Why Is Netflix, Inc. (NFLX) Rallying Today? Top Analyst Says Higher Sub Prices Mean More Gains

RBC Capital casts limelight on Netflix's price lifts as key revenue growth catalyst.

Netflix, Inc. (NASDAQ:NFLX) shares are on a nice nearly 4% upturn after the video streaming giant’s reveal today that domestic prices are about to get a bump up in Standard and Premium tier subscription plans. Starting November, the Standard plan will be raised a dollar up to $10.99 and the Premier tier price tag will see a $2.00 jump to $13.99.

Top analyst Mark Mahaney at RBC Capital sees this as “an incremental positive,” trumpeting from a bullish bullhorn: “We believe the company does have pricing power and this is likely a long-term revenue and EPS catalyst.”

In reaction, the analyst maintains an Outperform rating on NFLX stock with a price target of $210, which implies a close to 10% increase from where the stock is currently trading.

Noting that already last year saw a price boost, one that at the time elicited a great deal of shareholder apprehension circling prospective subscriber dips, Mahaney offers some context: “Though it may have caused some churn at the time, it was hard to say how much of that was actually due to the price increase or the amount of conversation in the media around the price increase […] Plus, it’s likely that a large number of users who churned off have since returned, as we’ve seen a very strong 1H17 in terms of Domestic Sub Adds.”

From Mahaney’s eyes, this is a clear stride forward for the company, as he suggests, “We believe that Netflix’s pricing power has increased materially over the past few years as their content slate and technology has improved. Therefore, we believe that this price increase will likely be a revenue growth catalyst for the company. Our detailed survey work over the years has indicated the content, not price, is the leading churn/churn-back factor amongst Netflix subs.”
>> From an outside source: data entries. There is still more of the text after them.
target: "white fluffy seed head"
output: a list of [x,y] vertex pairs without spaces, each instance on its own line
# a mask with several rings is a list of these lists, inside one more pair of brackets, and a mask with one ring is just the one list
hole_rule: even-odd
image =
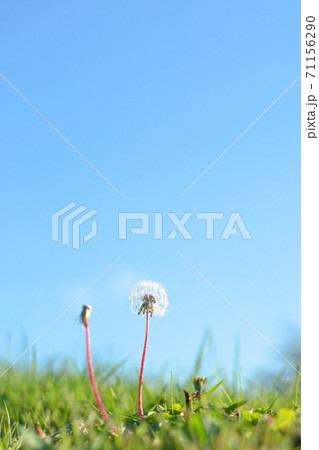
[[129,302],[133,312],[140,314],[148,309],[153,316],[164,316],[169,305],[166,289],[152,280],[140,281],[132,289]]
Plain and simple, “Higher prices = higher revenue growth… THIS is what is causing Netflix’s stock to rise ~4% on the news,” asserts the analyst.

Mark Mahaney has a very good TipRanks score with a 76% success rate and a high ranking of #16 out of 4,699 analysts. Mahaney garners 25.6% in his yearly returns. When recommending NFLX, Mahaney realizes 46.0% in average profits on the stock.

Wall Street seems to agree with this top analyst’s bullish perspective on the video streaming platform’s prospects, as TipRanks analytics exhibit NFLX as a Buy. Out of 35 analysts polled by TipRanks in the last 3 months, 24 are bullish on Netflix stock, 10 remain sidelined, and 1 is bearish on the stock. With a return potential of 2%, the stock’s consensus target price stands at $196.82.